In 2005, he moved to Ukraine where he began his own television talk show. He interacted with TV channels Inter, 112 and Radio Vesti. It should be noted that the notorious Russian promoter Dmitry Kisyelov, whose TV show on Russian television was defined by The Economist as Orwell’s two minutes’ hate, stretched to more than 30 minutes and focused on mobilizing Russian society to agitation, hatred and fear. From 2000 to 2006 he also worked in the Ukraine. Here Kisyelov headed the information service of the ICTV TV channel. Kisyelov gained popularity in the West after his public statement that Russia can transform the US into radioactive ash.
Particular attention should be paid to Russian media managers in Ukrainian media, the number of which has increased significantly in recent years. For example, Mariya Stolyarova, a creative producer of the latest news on Inter TV channel, was deported from Ukraine in February 2016. In Ukraine, the Russian citizen Stolyarova arrived in 2014. Prior to that, she worked as a military correspondent for the Russian TV channel REN-TV, which is associated with Vladimir Putin. As a representative of REN-TV, Stolyarova managed to cover the Ukrainian-Russian conflict in the Donbass, where she did not conceal her sympathy for the Russian backed separatists. While working on the Inter TV Channel, Stolyarova continued to coordinate the activities of other Russian correspondents who worked in Ukraine, and participated in the parliamentary elections that took place in Ukraine in 2014 as a political and media consultant. She consulted a number of politicians including those who declared pro-Ukrainian and pro-Western positions.

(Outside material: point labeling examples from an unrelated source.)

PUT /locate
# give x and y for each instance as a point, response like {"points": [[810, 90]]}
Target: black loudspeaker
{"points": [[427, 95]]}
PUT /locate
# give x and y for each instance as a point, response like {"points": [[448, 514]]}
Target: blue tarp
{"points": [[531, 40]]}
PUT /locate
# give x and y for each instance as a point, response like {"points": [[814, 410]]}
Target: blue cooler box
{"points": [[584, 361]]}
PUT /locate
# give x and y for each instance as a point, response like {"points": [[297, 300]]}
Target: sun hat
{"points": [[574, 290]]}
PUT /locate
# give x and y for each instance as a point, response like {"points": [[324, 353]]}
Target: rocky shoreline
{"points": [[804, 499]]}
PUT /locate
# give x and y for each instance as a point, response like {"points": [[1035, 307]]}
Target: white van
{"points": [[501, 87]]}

Another manager of the TV channel Inter and also a citizen of Russia, Igor Shuvalov, was deported from Ukraine in 2017. Igor Shuvalov, alumni of the FSB Academy, arrived in Ukraine in 1999 and since then was one of the key political technologists working with the most odious pro-Russian politicians, including Viktor Medvedchuk, Viktor Yanukovych and Serhiy Lyovochkin.
Russian citizens, Dmitry Solopov and Aleksey Vorobiev, became the directors of the aforementioned radio Vesti and arrived for this purpose in Ukraine in 2014. Before that, both worked in Russia in the management of the radio station Echo of Moscow, which, despite its supposedly liberal position, is part of the media holding company, Gazprom-Media. It is noteworthy that Solopov and Vorobiev are co-owners of the Hidalgo advertising agency, whose clients include Gazprom, amongst others.
Igor Guzhva, a key person in the media holding Vesti, the News-One TV channel and the Internet magazine Strana.ua, was born in Ukraine and still has Ukrainian citizenship. Nonetheless, since 2001, Guzhva has been working in Moscow in media and political consulting. One of his jobs was the position of editor-in-chief of the newspaper Daily Moscow News which during the years of the USSR was a cover for the work of the Soviet Foreign Intelligence Service.
Realizing Russia’s influence on Ukrainian media, Western powers are trying to promote the development of independent media in Ukraine, spending tens of millions of dollars annually. However, little progress has been made in this area. This is largely due to the fact that Russia successfully penetrates these new entities, neutralizing them or even uses them for its own goals.
Taking into account the emphasis in the new military doctrine of Russia, adopted in December 2014, on the use of the protest potential of the population of the enemy state, it is difficult to underestimate the role of media resources in the modern war. To date, unfortunately, the West has not been able to develop an effective strategy to protect its own information space from Russian penetration, and, moreover, to develop effective instruments of its own influence. It is obvious that without the return to the Cold War information policy, as well as the introduction of sanctions on the creation and possession of Western media by subjects affiliated with Russia, the Kremlin will only increase its own capabilities, which will inevitably be used for political sabotage, discrediting national governments and bringing the power of Russian influence to Western countries.